The world has recently been hit with many natural disasters and the sad part is that we can never be totally prepared for the ones that are
headed for us in the future. Though the governments around the world and their various agencies routinely perform drills that could better prepare them for such disasters, the truth is that every hurricane, earthquake and tsunami brings in a new wave of the Nature’s fury. Since it is humanly impossible to prevent natural disasters, all we can do is better prepare for the aftermath. This specialty vehicle concept created by Stephanie Knödler tries to do the same by integrating a first aid station into a disaster rescue vehicle.
Christened “Elliot,” the lightweight rescue vehicle has been designed keeping in mind the traumatized terrain emergency workers and vehicles have to operate upon after a natural disaster hits. With a specially-created rescue station on board, the Elliot has been envisioned with custom-created tires that would be able to drive over any kind of terrain and through wreckage to get to the people that need medical help immediately. The vehicle will then be able to dock and unload the rescue station at appropriate places and provide first aid and emergency medical care to the injured.

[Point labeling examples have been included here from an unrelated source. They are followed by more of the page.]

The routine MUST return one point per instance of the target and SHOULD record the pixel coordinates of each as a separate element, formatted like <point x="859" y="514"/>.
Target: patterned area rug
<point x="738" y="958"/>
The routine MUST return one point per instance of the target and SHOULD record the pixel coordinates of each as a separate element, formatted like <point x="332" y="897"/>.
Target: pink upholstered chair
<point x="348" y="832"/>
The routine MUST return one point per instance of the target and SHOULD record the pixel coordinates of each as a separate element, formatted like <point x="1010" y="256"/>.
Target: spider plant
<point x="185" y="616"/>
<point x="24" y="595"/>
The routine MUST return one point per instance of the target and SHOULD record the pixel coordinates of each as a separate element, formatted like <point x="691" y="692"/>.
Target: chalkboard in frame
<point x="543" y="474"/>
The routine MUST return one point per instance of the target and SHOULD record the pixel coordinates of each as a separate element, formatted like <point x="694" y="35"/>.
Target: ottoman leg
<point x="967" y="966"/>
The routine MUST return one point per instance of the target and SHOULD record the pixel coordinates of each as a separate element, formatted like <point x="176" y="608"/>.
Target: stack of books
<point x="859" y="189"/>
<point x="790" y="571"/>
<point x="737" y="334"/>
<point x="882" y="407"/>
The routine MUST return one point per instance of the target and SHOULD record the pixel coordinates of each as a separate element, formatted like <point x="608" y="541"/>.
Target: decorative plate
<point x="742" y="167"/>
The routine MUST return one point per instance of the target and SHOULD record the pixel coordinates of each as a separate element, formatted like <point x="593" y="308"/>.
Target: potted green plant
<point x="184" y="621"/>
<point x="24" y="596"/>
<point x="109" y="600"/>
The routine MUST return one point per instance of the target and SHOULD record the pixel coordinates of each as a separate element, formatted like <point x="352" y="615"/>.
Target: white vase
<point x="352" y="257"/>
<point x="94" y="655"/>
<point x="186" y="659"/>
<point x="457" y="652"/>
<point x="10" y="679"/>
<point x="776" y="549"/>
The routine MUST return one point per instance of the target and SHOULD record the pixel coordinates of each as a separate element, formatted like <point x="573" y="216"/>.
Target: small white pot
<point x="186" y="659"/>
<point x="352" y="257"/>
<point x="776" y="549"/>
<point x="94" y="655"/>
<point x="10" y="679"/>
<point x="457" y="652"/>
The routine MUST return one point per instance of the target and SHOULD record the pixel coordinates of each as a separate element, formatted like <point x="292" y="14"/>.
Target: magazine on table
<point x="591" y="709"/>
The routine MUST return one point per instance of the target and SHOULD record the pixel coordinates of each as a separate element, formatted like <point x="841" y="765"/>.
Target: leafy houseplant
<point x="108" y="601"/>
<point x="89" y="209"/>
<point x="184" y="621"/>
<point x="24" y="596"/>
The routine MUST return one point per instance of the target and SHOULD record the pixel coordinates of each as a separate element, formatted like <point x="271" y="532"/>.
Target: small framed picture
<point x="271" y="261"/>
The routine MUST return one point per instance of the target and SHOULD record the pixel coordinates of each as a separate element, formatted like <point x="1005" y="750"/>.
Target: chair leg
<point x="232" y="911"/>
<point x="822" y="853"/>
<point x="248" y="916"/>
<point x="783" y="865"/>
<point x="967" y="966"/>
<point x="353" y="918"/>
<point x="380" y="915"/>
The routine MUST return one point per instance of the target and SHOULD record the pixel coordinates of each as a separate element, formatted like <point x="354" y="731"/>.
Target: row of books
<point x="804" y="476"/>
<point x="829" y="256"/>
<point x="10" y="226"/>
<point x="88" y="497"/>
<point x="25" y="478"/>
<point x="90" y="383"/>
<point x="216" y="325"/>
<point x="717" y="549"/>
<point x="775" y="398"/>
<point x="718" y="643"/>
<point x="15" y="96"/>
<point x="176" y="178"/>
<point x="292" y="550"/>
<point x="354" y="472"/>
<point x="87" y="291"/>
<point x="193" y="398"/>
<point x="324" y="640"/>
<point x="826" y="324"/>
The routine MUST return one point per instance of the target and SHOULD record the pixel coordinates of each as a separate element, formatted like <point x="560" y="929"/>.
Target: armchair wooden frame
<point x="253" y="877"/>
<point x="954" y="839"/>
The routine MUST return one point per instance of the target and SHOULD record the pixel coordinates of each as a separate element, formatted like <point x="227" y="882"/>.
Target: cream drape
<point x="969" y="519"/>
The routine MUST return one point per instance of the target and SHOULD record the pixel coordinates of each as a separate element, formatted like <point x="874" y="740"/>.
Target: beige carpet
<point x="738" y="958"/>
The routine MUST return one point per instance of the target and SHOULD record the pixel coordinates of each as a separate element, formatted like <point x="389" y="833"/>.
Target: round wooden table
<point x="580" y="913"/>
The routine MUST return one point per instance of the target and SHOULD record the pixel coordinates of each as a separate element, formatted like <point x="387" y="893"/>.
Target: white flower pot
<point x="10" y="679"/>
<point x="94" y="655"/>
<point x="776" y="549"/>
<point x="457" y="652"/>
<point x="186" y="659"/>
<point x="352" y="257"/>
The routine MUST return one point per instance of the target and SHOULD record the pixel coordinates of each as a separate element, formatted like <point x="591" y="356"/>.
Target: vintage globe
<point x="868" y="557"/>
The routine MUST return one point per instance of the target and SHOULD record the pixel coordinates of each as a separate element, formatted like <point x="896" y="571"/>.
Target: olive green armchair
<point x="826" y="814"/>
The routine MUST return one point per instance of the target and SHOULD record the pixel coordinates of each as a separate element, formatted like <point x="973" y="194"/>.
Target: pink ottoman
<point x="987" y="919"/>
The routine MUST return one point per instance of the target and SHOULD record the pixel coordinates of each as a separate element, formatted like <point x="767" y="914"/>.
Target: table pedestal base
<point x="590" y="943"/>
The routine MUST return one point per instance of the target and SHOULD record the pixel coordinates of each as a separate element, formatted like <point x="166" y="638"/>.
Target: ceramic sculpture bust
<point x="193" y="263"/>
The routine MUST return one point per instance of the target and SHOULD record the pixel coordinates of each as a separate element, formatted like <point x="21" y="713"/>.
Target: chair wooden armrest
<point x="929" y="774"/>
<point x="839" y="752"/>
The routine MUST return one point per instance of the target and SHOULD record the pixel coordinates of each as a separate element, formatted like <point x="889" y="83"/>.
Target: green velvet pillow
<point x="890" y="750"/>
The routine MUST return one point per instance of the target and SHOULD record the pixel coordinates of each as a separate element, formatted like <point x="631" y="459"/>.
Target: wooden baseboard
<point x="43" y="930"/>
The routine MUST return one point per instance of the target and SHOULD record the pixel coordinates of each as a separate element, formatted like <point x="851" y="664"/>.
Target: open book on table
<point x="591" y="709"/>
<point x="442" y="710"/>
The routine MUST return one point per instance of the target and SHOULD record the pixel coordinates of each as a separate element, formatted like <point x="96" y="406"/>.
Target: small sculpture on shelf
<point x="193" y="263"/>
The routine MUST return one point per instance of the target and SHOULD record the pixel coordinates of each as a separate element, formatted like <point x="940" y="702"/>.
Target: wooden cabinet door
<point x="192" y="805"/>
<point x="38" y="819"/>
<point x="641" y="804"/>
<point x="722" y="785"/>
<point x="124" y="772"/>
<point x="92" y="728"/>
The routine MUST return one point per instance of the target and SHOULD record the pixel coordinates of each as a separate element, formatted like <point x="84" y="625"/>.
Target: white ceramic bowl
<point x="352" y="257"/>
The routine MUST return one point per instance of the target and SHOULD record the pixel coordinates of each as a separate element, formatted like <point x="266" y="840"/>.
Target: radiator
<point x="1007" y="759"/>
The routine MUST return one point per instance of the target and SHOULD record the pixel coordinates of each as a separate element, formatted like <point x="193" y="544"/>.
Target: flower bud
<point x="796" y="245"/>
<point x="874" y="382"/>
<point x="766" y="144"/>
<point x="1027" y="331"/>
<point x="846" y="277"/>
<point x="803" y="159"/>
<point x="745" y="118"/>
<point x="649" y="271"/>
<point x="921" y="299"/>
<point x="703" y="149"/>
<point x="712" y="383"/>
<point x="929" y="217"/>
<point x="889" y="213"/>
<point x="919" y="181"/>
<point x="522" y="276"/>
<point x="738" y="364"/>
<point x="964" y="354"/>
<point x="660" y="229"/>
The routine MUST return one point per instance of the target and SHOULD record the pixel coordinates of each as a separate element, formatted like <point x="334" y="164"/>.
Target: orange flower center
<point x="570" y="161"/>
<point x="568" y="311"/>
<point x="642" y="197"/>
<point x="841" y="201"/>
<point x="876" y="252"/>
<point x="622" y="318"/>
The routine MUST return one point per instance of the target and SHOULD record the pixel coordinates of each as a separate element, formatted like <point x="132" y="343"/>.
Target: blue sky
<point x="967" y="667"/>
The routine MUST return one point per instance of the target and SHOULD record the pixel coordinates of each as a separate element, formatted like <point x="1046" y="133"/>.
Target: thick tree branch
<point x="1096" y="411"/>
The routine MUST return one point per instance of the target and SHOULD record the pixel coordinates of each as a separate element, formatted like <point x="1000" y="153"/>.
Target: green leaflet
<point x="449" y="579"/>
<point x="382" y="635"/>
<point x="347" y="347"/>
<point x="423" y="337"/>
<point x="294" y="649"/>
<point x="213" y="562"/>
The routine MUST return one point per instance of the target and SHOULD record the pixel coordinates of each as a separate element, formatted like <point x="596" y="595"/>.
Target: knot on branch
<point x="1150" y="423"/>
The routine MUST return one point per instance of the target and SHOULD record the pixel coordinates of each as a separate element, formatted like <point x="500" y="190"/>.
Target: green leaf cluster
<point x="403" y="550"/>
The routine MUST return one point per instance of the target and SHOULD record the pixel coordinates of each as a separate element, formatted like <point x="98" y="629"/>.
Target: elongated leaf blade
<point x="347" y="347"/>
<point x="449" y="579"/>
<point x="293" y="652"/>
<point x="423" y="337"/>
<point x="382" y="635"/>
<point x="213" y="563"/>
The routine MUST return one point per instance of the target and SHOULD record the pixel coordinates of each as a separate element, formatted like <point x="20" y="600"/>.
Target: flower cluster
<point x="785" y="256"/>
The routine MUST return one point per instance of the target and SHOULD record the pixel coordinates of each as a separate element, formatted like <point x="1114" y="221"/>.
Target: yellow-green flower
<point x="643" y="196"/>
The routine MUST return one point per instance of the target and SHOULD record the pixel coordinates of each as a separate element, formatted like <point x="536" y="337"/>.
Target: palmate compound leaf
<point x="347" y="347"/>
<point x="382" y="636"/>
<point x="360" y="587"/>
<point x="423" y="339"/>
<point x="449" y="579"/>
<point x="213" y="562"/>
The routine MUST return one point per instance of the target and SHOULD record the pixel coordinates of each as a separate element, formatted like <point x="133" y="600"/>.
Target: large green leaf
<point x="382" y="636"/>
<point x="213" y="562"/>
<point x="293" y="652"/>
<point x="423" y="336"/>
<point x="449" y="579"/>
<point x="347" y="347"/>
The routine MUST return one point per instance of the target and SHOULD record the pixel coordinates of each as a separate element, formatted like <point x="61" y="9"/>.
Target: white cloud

When the rescue station is unloaded from the back of the vehicles, the freed space also doubles up as an ambulance. An innovative feature in the design allows the driver’s seat to be placed in the middle, allowing two paramedics or rescue workers to flank either side of the driver, thus saving precious seconds from the time it takes the rescue personnel to unload themselves from the vehicle.
The ergonomic design of Elliot also allows it to fit into airplanes and shipping containers, which basically means that a whole fleet of such vehicles can be easily transported to disaster-affected areas. Six lashing points at the side of the vehicle also allow the vehicle to be attached to parachutes and dropped from aircrafts which makes it a perfect disaster-relief vehicle for areas otherwise inaccessible by traditional means.